New approvals for QUINT DC/DC converters
All QUINT DC/DC converters with an input voltage of 24 V can now also be used in potentially explosive areas, as they come equipped with "UL listed ANSI/ISA-12.12.01 Class I, Division 2, Groups A, B, C, D" approval.
The devices therefore meet significantly higher standards in relation to electromagnetic compatibility and vibration resistance.
Their reduced susceptibility to failure and higher fault tolerance make the modules suitable for industrial applications with higher requirements in terms of environmental conditions.
Maximum system availability through SFB technology
SFB (selective fuse breaking) technology can be used to reliably trip standard circuit breakers.
Faulty current paths are switched off selectively, the fault is thus located, and important system parts remain in operation.
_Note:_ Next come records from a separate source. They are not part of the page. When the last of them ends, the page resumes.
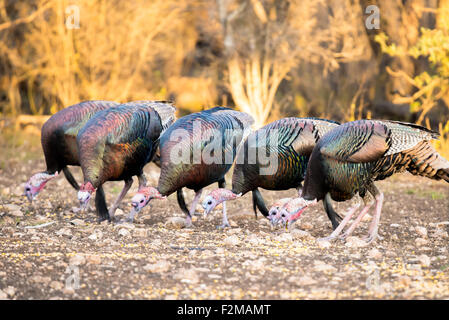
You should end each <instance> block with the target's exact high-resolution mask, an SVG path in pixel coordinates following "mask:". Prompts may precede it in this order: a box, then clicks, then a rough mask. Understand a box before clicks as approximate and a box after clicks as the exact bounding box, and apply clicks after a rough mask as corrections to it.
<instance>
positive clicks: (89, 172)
mask: <svg viewBox="0 0 449 320" xmlns="http://www.w3.org/2000/svg"><path fill="white" fill-rule="evenodd" d="M174 112H175V108H174V107H173V106H172V105H171V104H169V103H165V102H158V101H137V102H130V103H125V104H122V105H119V106H116V107H114V108H110V109H108V110H104V111H102V112H98V113H97V114H95V116H94V117H92V118H91V119H90V120H89V121H88V122H87V123H86V125H85V126H84V127H83V128H82V129H81V130H80V132H79V133H78V136H77V146H78V150H79V157H80V164H81V168H82V171H83V176H84V185H87V184H88V183H89V184H90V186H91V187H92V188H93V189H98V188H99V189H98V190H99V191H100V198H99V199H98V200H97V198H96V203H97V211H98V213H99V216H100V220H104V219H110V218H111V217H113V213H114V212H115V209H116V208H117V206H118V203H119V202H120V201H121V199H122V198H123V197H124V195H125V194H126V192H127V191H128V190H129V188H130V187H131V184H132V177H133V176H138V177H139V183H140V184H141V185H143V184H145V183H146V182H145V177H144V175H143V167H144V166H145V165H146V164H147V163H148V162H149V161H151V159H152V158H153V156H154V154H155V152H156V149H157V147H158V145H159V136H160V134H161V133H162V132H163V130H164V129H165V128H166V127H168V126H169V124H170V123H172V122H173V121H174ZM118 180H124V181H125V187H124V190H123V191H122V192H121V194H120V195H119V199H117V201H116V203H115V204H114V205H113V207H112V208H111V210H109V213H108V211H107V210H105V208H106V204H105V200H104V195H101V194H103V190H102V188H101V186H102V185H103V184H104V183H105V182H106V181H118ZM98 194H99V193H98V192H97V196H98Z"/></svg>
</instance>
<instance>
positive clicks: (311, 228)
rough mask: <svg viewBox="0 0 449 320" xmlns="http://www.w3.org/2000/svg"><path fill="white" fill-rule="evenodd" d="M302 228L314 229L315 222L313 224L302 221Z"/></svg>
mask: <svg viewBox="0 0 449 320" xmlns="http://www.w3.org/2000/svg"><path fill="white" fill-rule="evenodd" d="M301 229H303V230H312V229H313V224H311V223H310V222H302V223H301Z"/></svg>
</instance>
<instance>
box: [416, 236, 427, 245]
mask: <svg viewBox="0 0 449 320" xmlns="http://www.w3.org/2000/svg"><path fill="white" fill-rule="evenodd" d="M415 243H416V245H417V246H418V247H422V246H425V245H426V244H428V243H429V241H428V240H426V239H423V238H416V239H415Z"/></svg>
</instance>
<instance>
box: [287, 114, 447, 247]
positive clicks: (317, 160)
mask: <svg viewBox="0 0 449 320" xmlns="http://www.w3.org/2000/svg"><path fill="white" fill-rule="evenodd" d="M437 138H438V133H436V132H433V131H430V130H428V129H426V128H423V127H421V126H418V125H415V124H410V123H404V122H396V121H379V120H359V121H353V122H349V123H345V124H343V125H341V126H339V127H337V128H335V129H333V130H332V131H330V132H328V133H327V134H326V135H325V136H324V137H323V138H322V139H321V140H320V141H319V142H318V144H317V145H316V147H315V148H314V149H313V152H312V155H311V157H310V160H309V165H308V167H309V168H308V170H307V174H306V178H305V181H304V187H303V190H302V195H301V197H300V198H298V199H296V200H295V201H296V202H295V203H294V205H290V208H288V210H285V211H287V213H288V214H289V216H288V219H287V221H289V222H293V221H295V220H296V219H298V218H299V216H300V215H301V213H302V212H303V211H304V210H305V209H306V208H307V207H308V206H311V205H313V204H315V203H316V202H317V201H319V200H322V199H323V198H325V197H326V196H330V197H331V198H332V199H333V200H336V201H345V200H349V199H351V198H352V197H354V196H355V195H356V194H359V195H360V196H361V197H362V199H363V201H364V207H363V208H362V209H361V211H360V213H359V214H358V216H357V218H356V220H355V221H354V222H353V224H352V225H351V226H350V227H349V228H348V229H347V230H346V232H345V233H344V234H343V235H342V236H341V237H342V238H345V237H347V236H349V235H350V234H351V233H352V231H353V230H354V229H355V227H356V226H357V225H358V224H359V222H360V221H361V219H362V218H363V216H364V215H365V214H366V213H367V212H368V210H369V209H370V207H371V206H372V205H373V203H372V201H371V200H372V199H370V196H369V194H371V195H372V196H373V197H374V199H375V202H376V210H375V215H374V217H373V220H372V222H371V225H370V227H369V235H368V237H367V238H366V240H367V241H368V242H371V241H373V240H375V239H376V237H377V231H378V225H379V220H380V214H381V210H382V203H383V198H384V196H383V194H382V192H380V191H379V190H378V189H377V188H376V186H375V185H374V181H376V180H383V179H385V178H387V177H389V176H391V175H393V174H395V173H397V172H403V171H406V170H407V171H409V172H411V173H412V174H415V175H420V176H424V177H428V178H431V179H436V180H441V179H443V180H445V181H447V182H449V161H447V160H446V159H444V158H443V157H441V156H440V155H439V154H438V153H437V152H436V151H435V149H434V148H433V147H432V146H431V144H430V140H432V139H437ZM292 201H293V200H292ZM358 208H359V207H358V206H356V207H354V208H352V209H350V210H349V212H348V214H347V215H346V216H345V218H344V219H343V221H342V222H341V223H340V225H339V226H338V228H337V229H335V230H334V232H332V234H331V235H330V236H329V237H327V238H325V239H327V240H329V239H334V238H336V237H337V236H339V234H340V233H341V231H342V230H343V228H344V227H345V225H346V224H347V223H348V221H349V220H350V219H351V217H352V216H353V215H354V213H355V212H356V211H357V209H358Z"/></svg>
Background: What does the technology do?
QUINT DC/DC converters change the voltage level or compensate for loss-related voltage drops by raising the voltage on long supply lines. They separate circuits from each other using electrical isolation in order to decouple and protect sensitive loads.
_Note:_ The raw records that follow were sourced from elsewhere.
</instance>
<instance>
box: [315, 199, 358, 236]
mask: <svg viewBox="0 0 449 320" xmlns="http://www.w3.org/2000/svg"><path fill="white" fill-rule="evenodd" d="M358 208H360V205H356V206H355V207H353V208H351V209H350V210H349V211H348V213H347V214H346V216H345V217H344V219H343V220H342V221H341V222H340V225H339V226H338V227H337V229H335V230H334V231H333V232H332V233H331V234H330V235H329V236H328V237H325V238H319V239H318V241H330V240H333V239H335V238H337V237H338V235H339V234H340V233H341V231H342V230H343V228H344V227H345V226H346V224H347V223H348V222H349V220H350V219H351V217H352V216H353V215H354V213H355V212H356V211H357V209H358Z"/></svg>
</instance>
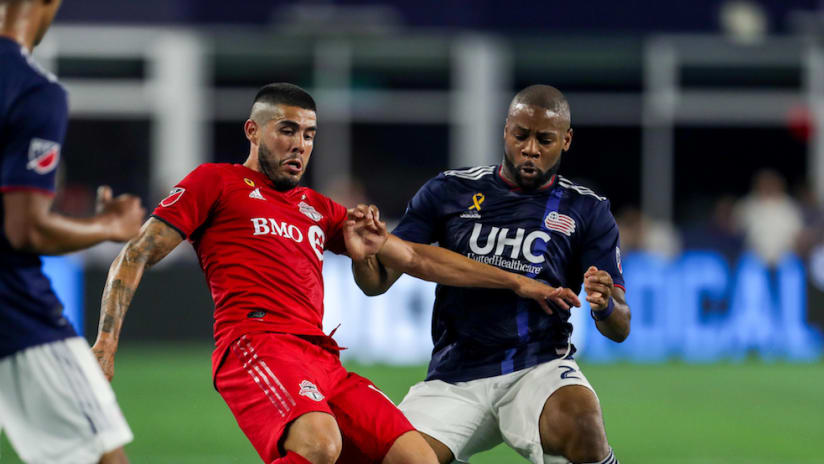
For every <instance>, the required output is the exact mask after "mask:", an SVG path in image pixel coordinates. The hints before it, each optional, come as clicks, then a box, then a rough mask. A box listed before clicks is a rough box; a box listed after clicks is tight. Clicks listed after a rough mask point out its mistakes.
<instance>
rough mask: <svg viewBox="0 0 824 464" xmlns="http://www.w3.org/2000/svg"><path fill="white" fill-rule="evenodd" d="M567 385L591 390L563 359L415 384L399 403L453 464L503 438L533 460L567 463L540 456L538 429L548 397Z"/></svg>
mask: <svg viewBox="0 0 824 464" xmlns="http://www.w3.org/2000/svg"><path fill="white" fill-rule="evenodd" d="M567 385H583V386H585V387H587V388H589V389H590V390H592V391H593V393H595V390H593V389H592V385H590V384H589V381H588V380H587V379H586V377H584V374H583V373H581V369H580V368H579V367H578V364H576V363H575V361H573V360H571V359H563V358H562V359H555V360H552V361H549V362H546V363H543V364H539V365H537V366H533V367H530V368H528V369H523V370H520V371H516V372H512V373H510V374H506V375H499V376H497V377H489V378H485V379H477V380H472V381H469V382H458V383H455V384H450V383H447V382H443V381H441V380H430V381H425V382H419V383H417V384H415V385H413V386H412V388H410V389H409V393H408V394H407V395H406V397H405V398H404V399H403V401H402V402H401V404H400V405H399V406H398V407H399V408H400V409H401V411H403V413H404V414H405V415H406V417H407V418H408V419H409V421H410V422H411V423H412V425H413V426H415V428H416V429H418V430H419V431H421V432H423V433H425V434H427V435H429V436H431V437H433V438H435V439H437V440H438V441H440V442H441V443H443V444H444V445H446V446H447V447H448V448H449V449H450V450H451V451H452V454H453V455H455V461H457V462H462V463H465V462H468V461H469V458H470V457H471V456H472V455H473V454H476V453H479V452H481V451H485V450H488V449H490V448H493V447H495V446H497V445H498V444H500V443H501V442H502V441H503V442H505V443H506V444H507V445H509V446H510V447H512V448H513V449H514V450H515V451H517V452H518V453H520V454H521V455H522V456H524V457H525V458H527V459H529V460H530V461H531V462H533V463H534V464H544V463H547V464H549V463H553V464H554V463H567V462H568V461H567V460H566V459H565V458H564V457H562V456H551V455H545V454H544V452H543V448H542V447H541V437H540V433H539V428H538V419H539V418H540V415H541V411H542V410H543V408H544V403H546V400H547V398H549V396H550V395H552V393H554V392H555V391H556V390H558V389H559V388H561V387H565V386H567ZM596 398H597V396H596Z"/></svg>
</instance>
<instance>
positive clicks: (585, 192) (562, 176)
mask: <svg viewBox="0 0 824 464" xmlns="http://www.w3.org/2000/svg"><path fill="white" fill-rule="evenodd" d="M558 188H560V189H562V190H563V191H564V193H566V195H568V196H569V197H570V198H571V199H572V200H577V201H580V202H585V203H590V204H592V203H595V204H600V203H606V204H609V200H608V199H607V197H605V196H602V195H599V194H598V193H597V192H595V191H594V190H592V189H591V188H589V187H585V186H583V185H580V184H576V183H575V182H573V181H572V180H570V179H567V178H566V177H564V176H561V175H559V176H558Z"/></svg>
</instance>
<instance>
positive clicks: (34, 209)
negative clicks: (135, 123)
mask: <svg viewBox="0 0 824 464" xmlns="http://www.w3.org/2000/svg"><path fill="white" fill-rule="evenodd" d="M52 202H53V197H52V196H51V195H48V194H45V193H41V192H37V191H30V190H21V191H14V192H7V193H4V194H3V211H4V222H3V223H4V226H5V232H6V237H8V240H9V242H10V243H11V246H12V247H13V248H14V249H16V250H22V251H28V252H31V253H38V254H44V255H59V254H63V253H69V252H72V251H77V250H82V249H84V248H88V247H90V246H92V245H96V244H98V243H100V242H104V241H107V240H112V241H117V242H124V241H126V240H129V239H130V238H132V237H133V236H134V235H135V234H137V232H138V230H139V229H140V223H141V222H142V221H143V218H144V217H145V216H146V210H145V209H144V208H143V207H142V206H140V199H139V198H138V197H136V196H134V195H126V194H124V195H119V196H117V197H116V198H112V191H111V189H110V188H109V187H105V186H104V187H101V188H99V189H98V193H97V205H98V212H97V214H95V215H94V216H91V217H88V218H71V217H67V216H63V215H61V214H59V213H56V212H54V211H51V208H52Z"/></svg>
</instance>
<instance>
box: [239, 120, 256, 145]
mask: <svg viewBox="0 0 824 464" xmlns="http://www.w3.org/2000/svg"><path fill="white" fill-rule="evenodd" d="M243 132H244V133H245V134H246V139H247V140H249V142H251V143H253V144H255V145H260V143H259V142H258V137H259V136H260V134H259V133H258V125H257V123H256V122H255V121H253V120H251V119H247V120H246V122H245V123H243Z"/></svg>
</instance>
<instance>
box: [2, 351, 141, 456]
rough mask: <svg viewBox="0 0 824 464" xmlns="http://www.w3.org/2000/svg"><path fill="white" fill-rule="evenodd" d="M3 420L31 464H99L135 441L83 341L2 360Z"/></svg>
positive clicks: (14, 441) (113, 396) (7, 434)
mask: <svg viewBox="0 0 824 464" xmlns="http://www.w3.org/2000/svg"><path fill="white" fill-rule="evenodd" d="M0 417H2V421H3V428H4V431H5V432H6V434H7V436H8V437H9V441H10V442H11V443H12V446H14V448H15V449H16V450H17V453H18V454H19V455H20V457H21V458H22V459H23V460H24V461H25V462H29V463H58V464H59V463H76V462H97V461H98V460H99V459H100V458H101V456H103V455H104V454H105V453H107V452H110V451H112V450H115V449H117V448H119V447H121V446H123V445H124V444H126V443H128V442H130V441H131V440H132V433H131V430H129V426H128V425H127V424H126V420H125V419H124V418H123V414H122V412H121V411H120V407H119V406H118V405H117V401H116V400H115V396H114V393H113V392H112V389H111V386H110V385H109V382H108V381H106V379H105V378H104V377H103V373H102V372H101V371H100V367H99V366H98V364H97V361H96V360H95V359H94V357H93V356H92V354H91V351H90V350H89V345H88V344H87V343H86V341H85V340H84V339H82V338H80V337H75V338H70V339H66V340H61V341H56V342H51V343H46V344H43V345H38V346H35V347H32V348H29V349H26V350H24V351H21V352H19V353H16V354H14V355H11V356H8V357H6V358H4V359H2V360H0Z"/></svg>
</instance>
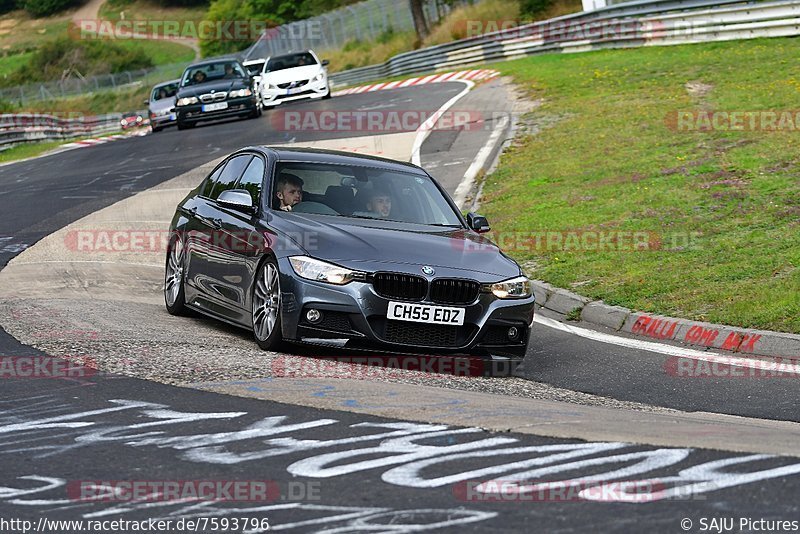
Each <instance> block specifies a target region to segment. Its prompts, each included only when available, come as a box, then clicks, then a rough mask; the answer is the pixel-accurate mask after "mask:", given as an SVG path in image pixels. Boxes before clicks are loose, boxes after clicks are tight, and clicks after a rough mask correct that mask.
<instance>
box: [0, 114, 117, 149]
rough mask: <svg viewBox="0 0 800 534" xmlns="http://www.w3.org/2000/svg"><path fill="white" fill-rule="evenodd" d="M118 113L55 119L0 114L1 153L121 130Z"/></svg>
mask: <svg viewBox="0 0 800 534" xmlns="http://www.w3.org/2000/svg"><path fill="white" fill-rule="evenodd" d="M121 118H122V115H121V114H120V113H112V114H108V115H97V116H91V117H58V116H54V115H45V114H37V113H4V114H1V115H0V150H5V149H6V148H10V147H11V146H14V145H17V144H22V143H32V142H37V141H57V140H67V139H75V138H78V137H90V136H95V135H102V134H107V133H113V132H118V131H121V130H122V126H121V124H120V119H121Z"/></svg>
The primary-switched switching device thus has an internal intermediate circuit, which acts as a filter. This enables grounded circuits to be isolated from ungrounded circuits, for example, or protects critical loads against disruptive voltage fluctuations.
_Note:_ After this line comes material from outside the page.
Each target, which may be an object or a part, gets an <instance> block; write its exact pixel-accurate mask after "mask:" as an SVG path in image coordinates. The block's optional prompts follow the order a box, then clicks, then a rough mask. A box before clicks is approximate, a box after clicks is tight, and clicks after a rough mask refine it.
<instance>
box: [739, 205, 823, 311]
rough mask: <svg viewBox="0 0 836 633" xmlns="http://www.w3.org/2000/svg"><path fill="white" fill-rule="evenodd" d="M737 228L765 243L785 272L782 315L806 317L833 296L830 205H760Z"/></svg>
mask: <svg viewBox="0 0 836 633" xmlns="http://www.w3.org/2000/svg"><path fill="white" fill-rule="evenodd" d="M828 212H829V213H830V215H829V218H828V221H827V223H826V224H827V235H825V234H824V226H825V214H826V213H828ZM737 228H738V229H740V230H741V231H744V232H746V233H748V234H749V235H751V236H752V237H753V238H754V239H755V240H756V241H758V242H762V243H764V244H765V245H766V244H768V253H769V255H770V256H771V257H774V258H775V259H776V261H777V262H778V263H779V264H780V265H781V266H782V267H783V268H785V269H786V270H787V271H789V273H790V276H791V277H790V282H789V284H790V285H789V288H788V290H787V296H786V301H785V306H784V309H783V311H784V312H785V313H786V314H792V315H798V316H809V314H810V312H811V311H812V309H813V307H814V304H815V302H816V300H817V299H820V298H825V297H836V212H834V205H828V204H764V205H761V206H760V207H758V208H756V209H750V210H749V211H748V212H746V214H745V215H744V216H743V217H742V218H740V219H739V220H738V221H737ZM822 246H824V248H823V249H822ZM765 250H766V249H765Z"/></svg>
For magnetic tripping of circuit breakers, the devices supply peak currents of 30 to 120 A for 12 milliseconds with rated output currents of 5 to 20 A. The voltage transducers work with DC voltages of 18 to 32 V DC at the input. During operation the range increases to 14 to 32 V DC. Depending on the device type, the output voltage can be set on the front via potentiometer for the 5 to 18 V DC, 18 to 29.5 V DC, and 30 to 56 V DC ranges.
Comprehensive diagnostics are provided through constant monitoring of the input voltage, output voltage, and current. This preventive function monitoring visualizes critical operating states and indicates them to the controller via the active switching output or the floating relay contact, before errors can occur in the system.